Oblates of St. Francis de Sales target of abuse suits

Perhaps it was an inevitability, simply a matter of time, before the Oblates of St. Francis de Sales in the Eastern U.S., got caught up in the ugliness of the sex abuse scandal.

An article in yesterday's The Morning Call of Allentown, Pa., details some of the charges involved in "nearly 30 lawsuits alleging that 10 priests had for years sexually abused students at Oblate-run high schools in Delaware and Pennsylvania."

During a recent discussion with a priest about the damage the sex abuse crisis had done to the church and the deep scars it had left on some members of the community, he stopped and said, "Still, you are who you are because of the church."

And he was, to a great degree correct. Much of who I am is because of my education at the hands of nuns and priests, including the Oblates of St.

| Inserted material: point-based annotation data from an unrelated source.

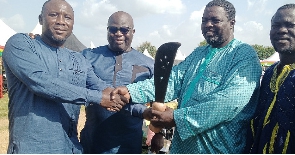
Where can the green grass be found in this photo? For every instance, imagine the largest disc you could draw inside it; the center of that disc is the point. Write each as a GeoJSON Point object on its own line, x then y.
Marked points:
{"type": "Point", "coordinates": [4, 106]}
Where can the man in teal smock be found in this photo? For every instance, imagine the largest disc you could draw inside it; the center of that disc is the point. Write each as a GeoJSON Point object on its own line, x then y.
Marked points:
{"type": "Point", "coordinates": [216, 86]}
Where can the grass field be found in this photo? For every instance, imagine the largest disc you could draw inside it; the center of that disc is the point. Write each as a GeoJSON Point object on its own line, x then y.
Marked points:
{"type": "Point", "coordinates": [4, 123]}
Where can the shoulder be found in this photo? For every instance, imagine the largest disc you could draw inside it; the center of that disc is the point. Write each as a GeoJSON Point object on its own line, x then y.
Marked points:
{"type": "Point", "coordinates": [97, 50]}
{"type": "Point", "coordinates": [141, 56]}
{"type": "Point", "coordinates": [237, 44]}
{"type": "Point", "coordinates": [19, 37]}
{"type": "Point", "coordinates": [243, 49]}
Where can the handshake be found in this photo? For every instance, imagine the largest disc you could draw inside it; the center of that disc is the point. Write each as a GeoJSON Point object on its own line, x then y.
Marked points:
{"type": "Point", "coordinates": [160, 115]}
{"type": "Point", "coordinates": [115, 99]}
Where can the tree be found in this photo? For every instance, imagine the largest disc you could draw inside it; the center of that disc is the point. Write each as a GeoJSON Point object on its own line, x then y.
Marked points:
{"type": "Point", "coordinates": [263, 52]}
{"type": "Point", "coordinates": [150, 48]}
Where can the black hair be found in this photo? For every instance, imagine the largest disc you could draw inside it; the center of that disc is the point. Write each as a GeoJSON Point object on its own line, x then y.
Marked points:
{"type": "Point", "coordinates": [43, 7]}
{"type": "Point", "coordinates": [287, 6]}
{"type": "Point", "coordinates": [228, 7]}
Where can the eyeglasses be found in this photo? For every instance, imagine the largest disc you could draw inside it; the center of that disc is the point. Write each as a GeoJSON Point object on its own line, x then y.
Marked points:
{"type": "Point", "coordinates": [113, 29]}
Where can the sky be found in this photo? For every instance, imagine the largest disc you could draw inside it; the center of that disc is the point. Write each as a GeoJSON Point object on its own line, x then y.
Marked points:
{"type": "Point", "coordinates": [155, 21]}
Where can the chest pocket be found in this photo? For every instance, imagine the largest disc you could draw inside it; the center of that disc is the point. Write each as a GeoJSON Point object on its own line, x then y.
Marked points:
{"type": "Point", "coordinates": [210, 80]}
{"type": "Point", "coordinates": [140, 73]}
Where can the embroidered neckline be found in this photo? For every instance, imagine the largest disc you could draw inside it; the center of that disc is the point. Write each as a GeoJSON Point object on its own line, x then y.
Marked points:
{"type": "Point", "coordinates": [276, 81]}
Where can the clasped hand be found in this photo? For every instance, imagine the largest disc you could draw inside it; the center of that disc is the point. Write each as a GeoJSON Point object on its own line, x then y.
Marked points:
{"type": "Point", "coordinates": [112, 102]}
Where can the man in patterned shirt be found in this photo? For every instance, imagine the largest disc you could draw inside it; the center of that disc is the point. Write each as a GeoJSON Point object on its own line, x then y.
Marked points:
{"type": "Point", "coordinates": [216, 86]}
{"type": "Point", "coordinates": [272, 128]}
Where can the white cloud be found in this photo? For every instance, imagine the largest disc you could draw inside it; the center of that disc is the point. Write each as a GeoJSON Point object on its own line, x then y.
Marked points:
{"type": "Point", "coordinates": [252, 32]}
{"type": "Point", "coordinates": [257, 5]}
{"type": "Point", "coordinates": [16, 22]}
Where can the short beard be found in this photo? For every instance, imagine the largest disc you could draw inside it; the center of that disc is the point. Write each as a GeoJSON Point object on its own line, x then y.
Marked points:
{"type": "Point", "coordinates": [58, 41]}
{"type": "Point", "coordinates": [215, 41]}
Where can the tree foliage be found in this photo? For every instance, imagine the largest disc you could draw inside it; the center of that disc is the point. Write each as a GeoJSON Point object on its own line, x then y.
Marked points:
{"type": "Point", "coordinates": [263, 52]}
{"type": "Point", "coordinates": [150, 48]}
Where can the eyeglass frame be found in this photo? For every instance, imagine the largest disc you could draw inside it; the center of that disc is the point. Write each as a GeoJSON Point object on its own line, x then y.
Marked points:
{"type": "Point", "coordinates": [122, 29]}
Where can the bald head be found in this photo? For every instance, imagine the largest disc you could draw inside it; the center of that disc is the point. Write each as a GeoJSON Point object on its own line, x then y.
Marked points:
{"type": "Point", "coordinates": [57, 20]}
{"type": "Point", "coordinates": [120, 31]}
{"type": "Point", "coordinates": [122, 17]}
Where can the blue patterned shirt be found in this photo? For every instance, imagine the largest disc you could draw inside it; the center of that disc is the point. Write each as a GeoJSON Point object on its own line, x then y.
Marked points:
{"type": "Point", "coordinates": [217, 91]}
{"type": "Point", "coordinates": [46, 87]}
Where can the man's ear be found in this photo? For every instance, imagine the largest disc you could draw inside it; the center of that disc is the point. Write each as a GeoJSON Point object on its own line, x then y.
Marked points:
{"type": "Point", "coordinates": [40, 19]}
{"type": "Point", "coordinates": [233, 22]}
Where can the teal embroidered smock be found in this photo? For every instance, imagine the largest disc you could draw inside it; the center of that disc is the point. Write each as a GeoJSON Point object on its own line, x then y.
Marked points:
{"type": "Point", "coordinates": [217, 91]}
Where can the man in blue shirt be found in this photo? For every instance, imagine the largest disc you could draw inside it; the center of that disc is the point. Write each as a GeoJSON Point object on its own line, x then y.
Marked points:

Francis de Sales at their only college, now called De Sales University (and back then known as Allentown College of St. Francis de Sales). I was a member of the second class to attend the college. I arrived in September of 1966, when there were a few buildings, lots of spindly trees, mud, cornerstones still lying on the ground waiting for a ceremony, and, it seemed then, miles of sidewalks leading to nowhere.

The men who started the place in what must have been an exercise of idealism and a leap of hope in the future, were, in most instances, men of great breadth and substance and they fleshed out a potent vision of Christian humanism and intellectual inquiry. But even in those early years the projects of these men (and they were incredibly patient with the comings and goings of this less-than-stellar scholar whose attention was yanked hither and yon at the slightest provocation) was badly timed. The seminary on the hill across the street from the college, which plays a role in the story of abuse and errant clergy behavior detailed in the news story, was buffeted almost before it was completed by the winds of change blowing through the church and the wider culture.

Before too many years had lapsed, many of the men who taught me had left the order, as had many of the seminarians. The end of the Vietnam era and the clergy and seminarian exodus that occurred through the 1970s and early 1980s pretty much doomed the place as a seminary. It never really got going as it was intended.

The college, I am led to believe, flourishes today, a place rich in a diversity of programs -- from business to science to the arts.
In all the reams of coverage I've produced and edited over the years regarding the sex abuse crisis, this is different.

I share a bit more in the shock of this, not because I knew any of those abused or accused -- and I hope all have a day in court to establish the truth -- but because I understand perhaps in a more visceral way in this case the disturbing nature of the news, the realization that among this community of men some may have harmed the innocent. I understand more deeply in this case than in others how such behavior offends the order's charism and aspirations as I have known them.